No one gets away from Rose, not without a fight, and Staunton’s co-stars in this production are worthy opponents: Peter Davison (Dr. Who, Campion) as Rose’s mild-mannered beau Herbie and Lara Pulver (Irene Adler in BBC TV’s Sherlock) as Louise. Pulver rises to the challenge of portraying Louise on her journey from young girl hoping to escape a frenetic childhood to glamorous woman, the self-assured Gypsy Rose Lee, world-renowned burlesque artist.

Gypsy will always have a special place in our hearts knowing the real Gypsy Rose Lee was a woman of many talents, including mystery writing. Her novel The G-String Murders was turned into the delightful Lady of Burlesque starring Design for Dying featured player Barbara Stanwyck with costumes by—who else?—Edith Head. (If you’re interested, here’s a spoilerific article by Sondheim fanatic Rosemarie for Noir City on 1973’s The Last of Sheila, co-written by Sondheim and Anthony Perkins.)

Also perfect to place under the tree this year is Robert Wagner’s I Loved Her in the Movies.
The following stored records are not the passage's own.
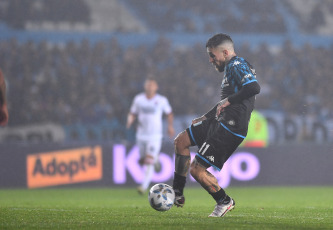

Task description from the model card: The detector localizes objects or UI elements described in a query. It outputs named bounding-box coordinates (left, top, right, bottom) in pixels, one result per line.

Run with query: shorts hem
left=196, top=153, right=221, bottom=171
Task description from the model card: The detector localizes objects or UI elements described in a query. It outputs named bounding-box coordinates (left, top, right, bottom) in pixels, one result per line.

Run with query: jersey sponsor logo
left=228, top=120, right=236, bottom=126
left=141, top=106, right=156, bottom=114
left=193, top=121, right=202, bottom=127
left=199, top=142, right=210, bottom=156
left=244, top=74, right=252, bottom=78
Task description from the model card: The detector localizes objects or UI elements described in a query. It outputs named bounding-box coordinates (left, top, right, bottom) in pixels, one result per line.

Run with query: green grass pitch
left=0, top=187, right=333, bottom=230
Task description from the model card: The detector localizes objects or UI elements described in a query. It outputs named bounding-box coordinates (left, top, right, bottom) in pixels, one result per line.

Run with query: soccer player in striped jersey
left=173, top=33, right=260, bottom=217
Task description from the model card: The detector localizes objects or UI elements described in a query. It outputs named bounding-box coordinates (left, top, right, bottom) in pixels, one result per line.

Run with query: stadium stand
left=0, top=0, right=333, bottom=142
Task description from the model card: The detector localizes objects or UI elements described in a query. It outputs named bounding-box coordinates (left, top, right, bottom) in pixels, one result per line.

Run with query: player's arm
left=228, top=81, right=260, bottom=104
left=126, top=112, right=136, bottom=129
left=167, top=112, right=175, bottom=138
left=0, top=70, right=9, bottom=126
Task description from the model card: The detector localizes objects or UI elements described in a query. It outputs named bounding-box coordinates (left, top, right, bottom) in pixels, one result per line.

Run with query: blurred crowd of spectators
left=0, top=0, right=90, bottom=29
left=125, top=0, right=333, bottom=34
left=0, top=0, right=333, bottom=34
left=0, top=37, right=333, bottom=126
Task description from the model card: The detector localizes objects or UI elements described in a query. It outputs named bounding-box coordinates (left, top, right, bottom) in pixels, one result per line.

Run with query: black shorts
left=186, top=118, right=244, bottom=171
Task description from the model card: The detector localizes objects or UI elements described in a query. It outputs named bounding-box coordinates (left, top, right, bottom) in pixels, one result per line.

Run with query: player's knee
left=173, top=131, right=189, bottom=153
left=173, top=134, right=183, bottom=153
left=190, top=163, right=200, bottom=180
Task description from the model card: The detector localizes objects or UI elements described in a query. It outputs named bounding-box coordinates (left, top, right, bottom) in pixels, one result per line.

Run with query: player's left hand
left=0, top=104, right=9, bottom=126
left=215, top=98, right=230, bottom=118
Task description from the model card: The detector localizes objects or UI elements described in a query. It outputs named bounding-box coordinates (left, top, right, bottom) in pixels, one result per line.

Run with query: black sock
left=172, top=172, right=186, bottom=196
left=209, top=188, right=228, bottom=203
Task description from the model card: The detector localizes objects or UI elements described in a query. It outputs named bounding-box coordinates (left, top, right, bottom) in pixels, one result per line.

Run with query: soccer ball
left=148, top=183, right=175, bottom=211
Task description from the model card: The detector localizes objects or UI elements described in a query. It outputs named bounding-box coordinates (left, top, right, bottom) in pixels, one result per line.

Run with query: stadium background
left=0, top=0, right=333, bottom=188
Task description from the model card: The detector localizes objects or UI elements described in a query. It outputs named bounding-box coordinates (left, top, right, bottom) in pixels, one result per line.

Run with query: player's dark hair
left=206, top=33, right=234, bottom=48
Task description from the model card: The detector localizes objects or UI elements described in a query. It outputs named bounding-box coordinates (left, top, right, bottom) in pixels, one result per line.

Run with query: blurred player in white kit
left=126, top=77, right=175, bottom=194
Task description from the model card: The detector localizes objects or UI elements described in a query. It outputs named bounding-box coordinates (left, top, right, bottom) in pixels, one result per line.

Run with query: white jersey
left=130, top=93, right=172, bottom=141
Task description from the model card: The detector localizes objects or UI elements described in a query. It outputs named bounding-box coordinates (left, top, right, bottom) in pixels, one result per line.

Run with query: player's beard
left=214, top=61, right=225, bottom=73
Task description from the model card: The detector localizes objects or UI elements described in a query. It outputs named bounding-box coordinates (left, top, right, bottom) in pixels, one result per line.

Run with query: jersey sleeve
left=234, top=64, right=257, bottom=86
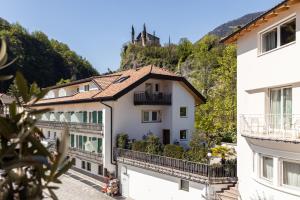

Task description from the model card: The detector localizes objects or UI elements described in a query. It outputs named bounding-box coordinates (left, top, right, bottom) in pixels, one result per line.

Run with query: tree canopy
left=121, top=35, right=236, bottom=145
left=0, top=18, right=98, bottom=92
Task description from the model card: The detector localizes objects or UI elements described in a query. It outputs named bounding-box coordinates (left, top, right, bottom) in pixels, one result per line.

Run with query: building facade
left=33, top=66, right=205, bottom=179
left=223, top=0, right=300, bottom=200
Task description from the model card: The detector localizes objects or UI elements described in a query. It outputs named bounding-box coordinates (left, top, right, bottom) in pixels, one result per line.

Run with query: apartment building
left=223, top=0, right=300, bottom=200
left=33, top=66, right=205, bottom=177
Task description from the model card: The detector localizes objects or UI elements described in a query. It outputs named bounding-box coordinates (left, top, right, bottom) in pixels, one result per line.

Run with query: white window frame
left=258, top=13, right=297, bottom=56
left=179, top=106, right=188, bottom=118
left=259, top=154, right=275, bottom=183
left=142, top=110, right=162, bottom=123
left=179, top=129, right=189, bottom=141
left=279, top=159, right=300, bottom=191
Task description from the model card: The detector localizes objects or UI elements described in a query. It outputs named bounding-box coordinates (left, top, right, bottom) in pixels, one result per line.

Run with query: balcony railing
left=37, top=120, right=102, bottom=132
left=134, top=92, right=172, bottom=105
left=114, top=149, right=237, bottom=181
left=68, top=147, right=102, bottom=161
left=240, top=114, right=300, bottom=142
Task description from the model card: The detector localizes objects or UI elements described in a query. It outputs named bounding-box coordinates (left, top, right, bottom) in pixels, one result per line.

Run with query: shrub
left=132, top=140, right=147, bottom=152
left=117, top=133, right=128, bottom=149
left=146, top=134, right=162, bottom=154
left=164, top=144, right=184, bottom=159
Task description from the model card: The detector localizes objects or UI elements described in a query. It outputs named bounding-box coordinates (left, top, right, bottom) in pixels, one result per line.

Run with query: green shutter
left=83, top=111, right=87, bottom=123
left=93, top=111, right=97, bottom=124
left=98, top=111, right=102, bottom=124
left=98, top=138, right=102, bottom=153
left=79, top=135, right=82, bottom=149
left=71, top=134, right=74, bottom=147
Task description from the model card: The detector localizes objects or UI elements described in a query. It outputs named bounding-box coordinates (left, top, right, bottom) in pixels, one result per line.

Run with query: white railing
left=240, top=114, right=300, bottom=141
left=37, top=120, right=103, bottom=132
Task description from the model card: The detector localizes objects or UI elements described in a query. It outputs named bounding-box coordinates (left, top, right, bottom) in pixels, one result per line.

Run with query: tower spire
left=131, top=25, right=135, bottom=44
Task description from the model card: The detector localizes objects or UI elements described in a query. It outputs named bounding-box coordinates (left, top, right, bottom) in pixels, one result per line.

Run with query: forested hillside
left=121, top=35, right=236, bottom=142
left=0, top=18, right=98, bottom=92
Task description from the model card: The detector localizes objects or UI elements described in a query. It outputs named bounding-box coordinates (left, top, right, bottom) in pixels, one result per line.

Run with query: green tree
left=0, top=37, right=73, bottom=200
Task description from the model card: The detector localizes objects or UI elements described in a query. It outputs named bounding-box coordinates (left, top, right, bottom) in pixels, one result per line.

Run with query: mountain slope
left=209, top=12, right=264, bottom=38
left=0, top=18, right=98, bottom=92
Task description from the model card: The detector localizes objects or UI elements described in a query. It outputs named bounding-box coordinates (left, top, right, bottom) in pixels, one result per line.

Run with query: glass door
left=270, top=88, right=292, bottom=130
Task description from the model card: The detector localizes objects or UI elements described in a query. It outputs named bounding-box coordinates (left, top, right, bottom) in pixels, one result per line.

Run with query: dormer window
left=84, top=85, right=90, bottom=91
left=260, top=18, right=296, bottom=53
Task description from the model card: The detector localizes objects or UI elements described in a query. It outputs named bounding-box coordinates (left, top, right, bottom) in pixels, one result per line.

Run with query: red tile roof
left=35, top=66, right=205, bottom=106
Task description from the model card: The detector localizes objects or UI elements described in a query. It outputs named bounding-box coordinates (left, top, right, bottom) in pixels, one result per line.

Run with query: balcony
left=134, top=92, right=172, bottom=105
left=240, top=115, right=300, bottom=143
left=68, top=147, right=102, bottom=163
left=36, top=120, right=103, bottom=134
left=114, top=148, right=237, bottom=184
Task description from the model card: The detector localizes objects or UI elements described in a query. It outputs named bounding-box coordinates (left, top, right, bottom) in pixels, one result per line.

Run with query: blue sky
left=0, top=0, right=280, bottom=73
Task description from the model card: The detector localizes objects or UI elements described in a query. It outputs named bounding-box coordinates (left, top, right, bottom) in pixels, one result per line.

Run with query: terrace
left=240, top=115, right=300, bottom=143
left=114, top=148, right=237, bottom=184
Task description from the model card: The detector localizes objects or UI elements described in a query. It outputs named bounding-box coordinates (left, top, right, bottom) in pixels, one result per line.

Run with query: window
left=280, top=19, right=296, bottom=45
left=282, top=161, right=300, bottom=188
left=270, top=88, right=292, bottom=129
left=262, top=156, right=273, bottom=181
left=180, top=107, right=187, bottom=117
left=180, top=180, right=190, bottom=191
left=98, top=165, right=103, bottom=175
left=114, top=76, right=130, bottom=83
left=71, top=134, right=74, bottom=147
left=81, top=161, right=85, bottom=169
left=84, top=85, right=90, bottom=91
left=155, top=83, right=159, bottom=92
left=261, top=18, right=296, bottom=53
left=86, top=162, right=91, bottom=171
left=180, top=130, right=187, bottom=140
left=142, top=111, right=161, bottom=122
left=262, top=28, right=277, bottom=52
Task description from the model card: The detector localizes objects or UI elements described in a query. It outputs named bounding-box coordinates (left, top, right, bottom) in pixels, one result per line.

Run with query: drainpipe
left=100, top=101, right=118, bottom=177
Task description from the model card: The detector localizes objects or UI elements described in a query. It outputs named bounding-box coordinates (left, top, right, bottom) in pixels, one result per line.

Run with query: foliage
left=163, top=144, right=184, bottom=159
left=117, top=133, right=128, bottom=149
left=184, top=132, right=207, bottom=162
left=0, top=38, right=73, bottom=200
left=131, top=140, right=147, bottom=152
left=121, top=35, right=236, bottom=144
left=146, top=134, right=162, bottom=154
left=211, top=145, right=235, bottom=160
left=0, top=19, right=98, bottom=92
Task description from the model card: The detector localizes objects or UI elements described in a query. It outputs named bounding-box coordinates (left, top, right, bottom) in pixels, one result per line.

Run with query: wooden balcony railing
left=36, top=120, right=103, bottom=133
left=114, top=148, right=237, bottom=181
left=134, top=92, right=172, bottom=105
left=68, top=147, right=102, bottom=161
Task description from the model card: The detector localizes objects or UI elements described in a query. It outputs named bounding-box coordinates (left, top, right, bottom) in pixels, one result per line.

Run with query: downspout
left=100, top=101, right=118, bottom=177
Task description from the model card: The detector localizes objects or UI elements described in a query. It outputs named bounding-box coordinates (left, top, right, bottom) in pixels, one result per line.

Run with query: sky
left=0, top=0, right=281, bottom=73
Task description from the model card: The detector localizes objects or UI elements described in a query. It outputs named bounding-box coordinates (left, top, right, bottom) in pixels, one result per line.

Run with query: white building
left=33, top=66, right=205, bottom=177
left=223, top=0, right=300, bottom=200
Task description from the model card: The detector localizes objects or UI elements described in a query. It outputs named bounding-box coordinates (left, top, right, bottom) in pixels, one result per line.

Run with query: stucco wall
left=237, top=4, right=300, bottom=200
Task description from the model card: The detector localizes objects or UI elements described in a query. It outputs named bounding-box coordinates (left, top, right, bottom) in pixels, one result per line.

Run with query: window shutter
left=83, top=111, right=87, bottom=123
left=98, top=111, right=103, bottom=124
left=98, top=138, right=102, bottom=153
left=92, top=111, right=97, bottom=123
left=83, top=136, right=87, bottom=150
left=71, top=134, right=74, bottom=147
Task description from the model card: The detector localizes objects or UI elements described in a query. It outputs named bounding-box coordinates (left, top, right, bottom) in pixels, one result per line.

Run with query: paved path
left=46, top=170, right=124, bottom=200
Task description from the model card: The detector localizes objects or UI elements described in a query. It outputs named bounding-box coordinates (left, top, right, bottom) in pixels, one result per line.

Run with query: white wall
left=237, top=4, right=300, bottom=200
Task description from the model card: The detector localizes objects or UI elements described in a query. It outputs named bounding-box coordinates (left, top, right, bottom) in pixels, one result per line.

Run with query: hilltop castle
left=131, top=24, right=160, bottom=47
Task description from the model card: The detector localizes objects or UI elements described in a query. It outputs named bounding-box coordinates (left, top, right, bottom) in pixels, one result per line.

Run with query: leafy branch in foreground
left=0, top=37, right=73, bottom=200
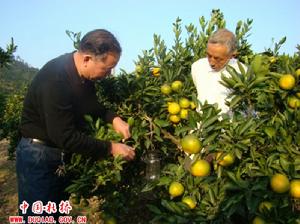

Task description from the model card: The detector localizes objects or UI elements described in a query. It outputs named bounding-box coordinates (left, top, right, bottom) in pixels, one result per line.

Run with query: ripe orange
left=288, top=96, right=300, bottom=109
left=168, top=102, right=180, bottom=114
left=258, top=201, right=273, bottom=213
left=279, top=74, right=296, bottom=90
left=191, top=159, right=210, bottom=177
left=180, top=134, right=202, bottom=154
left=252, top=216, right=266, bottom=224
left=182, top=196, right=196, bottom=209
left=152, top=67, right=160, bottom=77
left=171, top=80, right=183, bottom=92
left=270, top=173, right=290, bottom=193
left=169, top=181, right=184, bottom=197
left=290, top=180, right=300, bottom=198
left=216, top=152, right=235, bottom=167
left=180, top=109, right=189, bottom=119
left=104, top=217, right=117, bottom=224
left=160, top=84, right=172, bottom=95
left=169, top=114, right=181, bottom=124
left=179, top=97, right=190, bottom=109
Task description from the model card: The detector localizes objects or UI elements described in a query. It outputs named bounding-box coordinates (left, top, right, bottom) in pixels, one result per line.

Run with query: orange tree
left=2, top=10, right=300, bottom=223
left=63, top=10, right=300, bottom=223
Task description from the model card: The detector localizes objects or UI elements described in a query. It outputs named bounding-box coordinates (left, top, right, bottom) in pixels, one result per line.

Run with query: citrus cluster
left=279, top=73, right=300, bottom=109
left=169, top=181, right=197, bottom=209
In this third book by the debonair actor (all of them written with acclaimed Hollywood biographer Scott Eyman), he talks about his favorite actresses, some of whom he appreciates as a film fan, many of whom he worked with or knew personally over the course of his sixty-five-plus-year career. Wagner casts the net wide as he moves through the decades, remembering names now too often neglected like Norma Shearer, Ruth Chatterton, and the sad case of Paramount star Betty Hutton. He recalls with affection old pros Joan Blondell and “great lady” Ann Sheridan, and includes a chapter on character actresses like Thelma Ritter and Ann Rutherford. Wagner seems to have meet almost everyone and always has a story at the ready, but also has a fine grasp of Tinseltown history, offering a fascinating digression on a location that has long fascinated us: the Hollywood Studio Club, a dormitory for aspiring actresses funded by industry bigwigs that was home to Marilyn Monroe and Kim Novak among others. There’s even a tie-in to our first gift idea as Wagner dishes on the 1962 film of Gypsy that starred his then-wife Natalie Wood, noting that Rosalind Russell was “subtly miscast as Momma Rose, a part that Natalie and I felt cried out for Judy Garland” and preferring George Cukor or Vincente Minnelli in the director’s chair over the “slightly passé” Mervyn LeRoy. Throughout this warm, engaging book, Wagner bears in mind that actresses have it tougher than their more vain male counterparts, who “can walk around in a semiblissful state, their innate masculine vanity preceding them into the room by a good five yards” – himself included. Wagner is hopeful about the future, earmarking Jennifer Lawrence and Emma Stone for lengthy careers. But I Loved Her in the Movies is all about the glories of the past, and any fan of Golden Age Hollywood will be happy to stroll down Memory Lane with him as a guide.